La France est naturellement très impliquée dans le domaine, en particulier grâce à l’INRIA, qui est spécialisé sur les aspects logiciels et algorithmiques de la recherche et participe à ce titre à la coordination des efforts en la matière au sein de la stratégie nationale quantique. Nous pouvons également nous appuyer sur un écosystème d’entreprises et de start-up très actives. ATOS, très présent sur la partie logicielle et contrôle, commercialise une machine classique qui simule une machine quantique de 30-40 qubits. La société Thales est pour sa part très active sur le développement des applications. Les grands groupes français comme Total, EDF, Airbus ou Naval Group, font quant à eux des expérimentations. Le secteur financier est évidemment très intéressé par la partie applicative, notamment le Crédit Agricole, BNP, ou la Banque de France. Parmi les start-up françaises, beaucoup se sont lancées sur des sujets technologiques pointus avec l’idée de développer et de vendre des sous-systèmes pour ordinateurs quantiques. En l’absence d’un marché de tels sous-systèmes, leur stratégie a rapidement été revue et intègre désormais une approche bout-en-bout jusqu’au client final. Quatre start-up sont particulièrement en pointe : Quandela, spécialisée dans la conception de sources de photons ; Pasqal, qui développe une machine quantique à base d’atomes froids ; Alice&Bob, qui a fabriqué des qubits naturellement protégés du bruit ; et VeriQloud qui met en œuvre des solutions de protection des données et des calculs quantiques. On peut également évoquer la société Muquans, qui fabrique des gravimètres quantiques. Ces start-up sont soutenues par des fonds d’investissements, dont certains se sont spécialisés dans les technologies quantiques, comme Qantonation, ou encore Elaia Partners et la Banque publique d’investissement.

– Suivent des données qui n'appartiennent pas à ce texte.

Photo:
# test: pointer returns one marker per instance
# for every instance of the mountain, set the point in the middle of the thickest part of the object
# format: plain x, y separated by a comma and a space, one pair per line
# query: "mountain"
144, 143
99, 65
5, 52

Quels sont les grands enjeux à venir pour la recherche dans le domaine quantique, et tout particulièrement pour QuantumTech@Inria que vous dirigez ?

La recherche dans le domaine de l’informatique quantique à l’INRIA connaît une dynamique forte, avec cinq équipes de recherche, dont trois créées depuis quatre ans et deux depuis 2021, ce qui représente un doublement du nombre de chercheurs permanents, qui est passé à plus de vingt, sans compter les doctorants et postdoctorants. Il y a donc une accélération, avec comme enjeu d’acquérir une masse critique importante, qui augmente encore l’attractivité de l’institut. L’INRIA fait partie des leaders mondiaux dans le contrôle quantique, les codes correcteurs d’erreurs, la compilation, les langages et la théorie de l’information. Deux équipes vont être implantées à Saclay et une autre à Paris pour investir des sujets peu couverts, à savoir les architectures, la sécurisation du calcul et les applications.